MEASUREMENT AND SAMPLING
Characteristics of Measurement
- Validity
- a valid measurement is a quantity or dimension that corresponds to the measured variable
- there are standard measurements (procedures and expressions) for common variables, but
where variables must be are operationally defined, or surrogate variables used because
they are more easily measured, then the validity of measurements has to be ensured
- Accuracy
- closeness of measurements to an expected or true value
- accuracy is inversely proportional to error (i.e. high accuracy corresponds to
low error)
- types of error:
- gross: blunders caused by carelessness of instrument failure
- systematic: consistent overestimation or underestimation of the target value; usually
caused by poor calibration of an instrument or a poor measurement procedure; often small
enough to go undetected by results in a poor inference of a target value
- random: human error randomly (normally) distributed with respect to the mean observation
- Precision
- the closeness of repeated measurements to one another
Sampling
- Sample
- a subset of all the measurements that could be derived from a very large or infinite
population, where the population is defined by one or more common characteristics (e.g.
a certain class of people, slopes in limestone)
- sample and population refer to the items or to the corresponding sets of measurements
- the purpose of sampling is to
- gain an impression of an area or collection of things
- to estimate a population parameter
- to test hypotheses: unproven theories or suppositions which are the basis for further
investigation
- advantages of sampling
- the only means of obtaining data about an infinite population (e.g. air
temperatures)
- cost and time effective means of obtaining data about a large finite population; better
data then hastily collected data for the entire population
- desirable when measurement is destructive or stressful (e.g. plant sampling,
some measurements on people)
Sampling error
- the difference between a sample estimate and the corresponding population parameter
- not usually quantifiable since sampling normally is done because the population
parameter cannot be known, however, it can be predicted from statistical theory
- depends on measurement error and the representativeness of a sample, which in turn
depends on
- sample size
- there is a diminishing decrease in sampling error with increasing sample size, that is,
the largest decrease in error occurs with an increase in the size of a small sample
- a minimum sample size is three, since in a sample of two, a bad measurement cannot be
distinguished from the good one
- 30 observations or less is generally considered a small sample
- the sampling frame
- the means by which the sampled population is identified from the target population
- may be spatial (e.g. a quadrat or transect) or non-spatial (e.g. a
telephone book, , voter list, or a street corner for the sampling of people)

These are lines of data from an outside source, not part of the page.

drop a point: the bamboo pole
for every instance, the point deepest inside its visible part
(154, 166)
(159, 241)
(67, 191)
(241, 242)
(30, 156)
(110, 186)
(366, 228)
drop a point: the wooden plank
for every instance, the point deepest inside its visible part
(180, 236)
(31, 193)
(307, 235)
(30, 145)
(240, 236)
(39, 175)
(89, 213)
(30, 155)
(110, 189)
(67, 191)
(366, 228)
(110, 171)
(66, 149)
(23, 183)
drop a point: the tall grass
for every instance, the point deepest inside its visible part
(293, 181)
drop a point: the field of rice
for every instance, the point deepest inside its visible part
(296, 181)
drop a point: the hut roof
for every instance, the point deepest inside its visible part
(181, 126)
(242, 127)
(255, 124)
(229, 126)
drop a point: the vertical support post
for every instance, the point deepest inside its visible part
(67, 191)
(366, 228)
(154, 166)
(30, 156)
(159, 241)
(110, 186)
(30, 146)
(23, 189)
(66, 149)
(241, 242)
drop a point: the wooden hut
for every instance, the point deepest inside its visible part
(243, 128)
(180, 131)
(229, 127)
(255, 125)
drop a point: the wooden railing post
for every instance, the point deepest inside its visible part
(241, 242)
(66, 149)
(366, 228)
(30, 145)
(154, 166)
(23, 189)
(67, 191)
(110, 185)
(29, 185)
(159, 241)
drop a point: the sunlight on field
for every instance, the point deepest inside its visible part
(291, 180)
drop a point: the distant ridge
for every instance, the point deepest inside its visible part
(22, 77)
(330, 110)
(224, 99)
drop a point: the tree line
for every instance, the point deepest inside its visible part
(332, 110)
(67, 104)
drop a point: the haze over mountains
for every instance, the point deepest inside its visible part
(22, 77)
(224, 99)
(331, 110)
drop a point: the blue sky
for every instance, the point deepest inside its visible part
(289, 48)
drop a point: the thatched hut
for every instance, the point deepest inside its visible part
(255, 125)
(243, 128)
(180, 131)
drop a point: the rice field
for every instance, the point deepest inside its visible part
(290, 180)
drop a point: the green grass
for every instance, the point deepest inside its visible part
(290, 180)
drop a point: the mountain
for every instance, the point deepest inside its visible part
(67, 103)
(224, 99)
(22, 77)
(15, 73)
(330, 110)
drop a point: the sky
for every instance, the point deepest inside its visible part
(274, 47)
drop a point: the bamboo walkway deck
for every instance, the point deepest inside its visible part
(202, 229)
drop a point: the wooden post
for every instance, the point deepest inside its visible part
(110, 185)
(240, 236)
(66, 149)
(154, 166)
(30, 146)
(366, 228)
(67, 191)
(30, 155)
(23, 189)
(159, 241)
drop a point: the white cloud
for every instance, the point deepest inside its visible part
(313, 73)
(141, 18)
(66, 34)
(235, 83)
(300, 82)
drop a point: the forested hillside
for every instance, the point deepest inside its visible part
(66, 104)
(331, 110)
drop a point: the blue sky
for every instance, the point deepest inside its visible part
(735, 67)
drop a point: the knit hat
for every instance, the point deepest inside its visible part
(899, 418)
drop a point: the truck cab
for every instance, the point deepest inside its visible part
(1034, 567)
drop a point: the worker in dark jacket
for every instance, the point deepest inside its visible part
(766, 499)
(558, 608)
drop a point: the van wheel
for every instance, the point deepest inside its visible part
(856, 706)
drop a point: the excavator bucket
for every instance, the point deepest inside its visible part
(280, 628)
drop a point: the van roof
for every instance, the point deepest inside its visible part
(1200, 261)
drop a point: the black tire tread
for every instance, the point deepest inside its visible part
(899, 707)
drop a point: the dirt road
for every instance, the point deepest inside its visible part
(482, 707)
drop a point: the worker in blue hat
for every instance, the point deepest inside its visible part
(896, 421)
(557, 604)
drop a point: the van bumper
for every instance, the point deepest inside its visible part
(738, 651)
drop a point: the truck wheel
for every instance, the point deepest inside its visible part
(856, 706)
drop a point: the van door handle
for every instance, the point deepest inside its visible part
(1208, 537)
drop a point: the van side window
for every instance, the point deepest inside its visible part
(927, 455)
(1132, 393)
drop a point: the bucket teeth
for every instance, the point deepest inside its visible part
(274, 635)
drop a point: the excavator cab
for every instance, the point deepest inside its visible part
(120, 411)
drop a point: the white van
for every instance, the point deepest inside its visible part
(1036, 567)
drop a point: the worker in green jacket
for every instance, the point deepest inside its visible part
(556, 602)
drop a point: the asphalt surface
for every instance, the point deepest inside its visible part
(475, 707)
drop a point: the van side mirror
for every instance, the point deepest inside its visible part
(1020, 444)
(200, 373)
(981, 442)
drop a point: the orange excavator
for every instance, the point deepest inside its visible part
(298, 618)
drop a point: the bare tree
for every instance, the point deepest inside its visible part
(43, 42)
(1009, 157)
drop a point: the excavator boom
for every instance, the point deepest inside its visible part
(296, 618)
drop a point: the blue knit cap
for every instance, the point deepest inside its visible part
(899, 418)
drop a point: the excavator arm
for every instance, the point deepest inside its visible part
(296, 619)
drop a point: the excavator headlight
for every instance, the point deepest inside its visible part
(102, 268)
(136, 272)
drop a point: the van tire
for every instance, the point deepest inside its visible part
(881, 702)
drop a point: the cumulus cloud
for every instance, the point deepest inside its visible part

- is poor if it causes bias towards the sampling of certain individuals (e.g.
over representation of housewifes and unemployed by sampling shoppers on a weekday; over
representation of weak soil rock exposed in stream cuts)
- the sampling procedure
- methods of inferential statistics assume random sampling, that is, that there is an
equal probability of choosing every item in the sampled population and every possible
sample; these conditions are satisfied only by independent random sampling (i.e.
with replacement of measured items), although sampling without replacement is not much
different if the target population is very large, since discarding an item does not
significantly increase the probability of selecting the remaining items
- however, the distribution of measurements is often arbitrary (e.g. climate
stations), because the collection a random sample would be much more difficult
- the random location (coordinates) of items in a list or in an area are identified from a
string of randomly generated numbers; these locations may be clustered with respect to one
another
- with systematic sampling, the sampled items are selected at regular intervals and thus
have a uniform distribution, however the sample can be regarded as random only if the
population has a random distribution; if the sampling interval corresponds to some
periodic feature in the sampled population, then sample will be biased
- stratified sampling, dividing the target population into sub-populations (strata)
according to one or more criteria, is done to
- enable comparisons between two or more strata
- obtain a sample that is more evenly distributed among state (e.g. Canada is
often stratified in five regions, because sampling of socioeconomic phenomena will always
be biased towards central Canada)
- obtain sub-samples that are more representative of individual strata (i.e. have
less variability and sampling error) than an unstratified sample would be of the total
area
- experimental control over independent variables; for example, if an area is stratified
by slope gradient and elevation, then any topographic variation in vegetation cover can be
attributed to variations in aspect
- sampling can be stratified random or stratified systematic